Leslie nodded. "Early in the evening there must have been a woman who visited Wilford," he hastened.
"Who was she?"
"The tenant doesn't know."
"Did he see her?"
"No. He remembers hearing a voice on the other side of the door to the hall. He didn't see any one, he says, and it is quite likely. When I asked him if he overheard anything, he replied that he could catch only a word here and there. There was one sentence he caught as he closed his own door."
"And that was—?"
"Rather loudly, the woman said: 'Give her up, Vail. Can't you see she really doesn't love you—never did—never could?'"
Leslie paused to watch the effect of the sentence on us. I, too, studied Kennedy's face.
"Did she leave soon?" asked Craig.
Leslie shook his head. "I don't know. The tenant left and that was all I heard."
"Well, Wilford was not dead then, we know," considered Craig. "Could she have been there when he died? Of course you don't know."
"It's possible," replied Leslie.
To myself, I repeated the words: "Give her up, [136] Vail. Can't you see she really doesn't love you—never did—never could?"
A few hours ago I should have been forced to conclude that only Vina might have said it, knowing as she did the peculiar nature of Honora and the relations between Wilford and his wife. But now, with the hints discovered by Leslie and amplified by Miss Balcom, I could not be so sure. The remark might have come equally well from Honora herself and have applied to Vina—for Honora, too, might have known that it was not love for Wilford that prompted Vina's interest in her husband, but the desire to make sure of her divorce for the purpose of being free to capture Vance Shattuck.
Interesting and important as the discovery was, it did not help us, except that it added to the slender knowledge we had of what had taken place at the office. A woman had been there. Who it was, whether Honora or Vina, we did not know. Nor did we know how long she had stayed, whether she might merely have dropped in and have gone before the crime was committed.
"You've told Doyle?" asked Kennedy.
"Naturally.

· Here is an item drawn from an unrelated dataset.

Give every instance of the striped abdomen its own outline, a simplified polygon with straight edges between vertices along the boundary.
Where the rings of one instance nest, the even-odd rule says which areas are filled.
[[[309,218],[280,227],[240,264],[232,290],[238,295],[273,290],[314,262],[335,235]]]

I had to tell him. Remember, it was much later that he found that some one else had been at the office, according to the janitor's story."
"I do remember. That's just what I have been thinking about. I suppose he'll tell it all around—he usually does use such things in his third-degree manner."
[137]
Leslie smiled, then sobered. "Quite likely. Does it make any difference?"
"Not a bit. I'm rather hoping he does tell it around. I've decided in this case to play the game with the cards on the table. Then some one is sure to make a false move and expose his hand, I feel sure."
Quickly I canvassed the situation. All might be involved, in one way or another—either Vina or Honora might have been the early visitor; later it might have been either Shattuck or even Lathrop, or perhaps neither, who had been there, as far as the janitor's vague observation was concerned.
"There was something strange that went on at that office the night of the murder," ruminated Kennedy. "Maybe there is some clue down there, after all, that has been overlooked. You've searched, you say. Doyle has searched. The place must have been pretty well gone over. However, I can see nothing left but to search again," he decided, quickly. "We must go down there."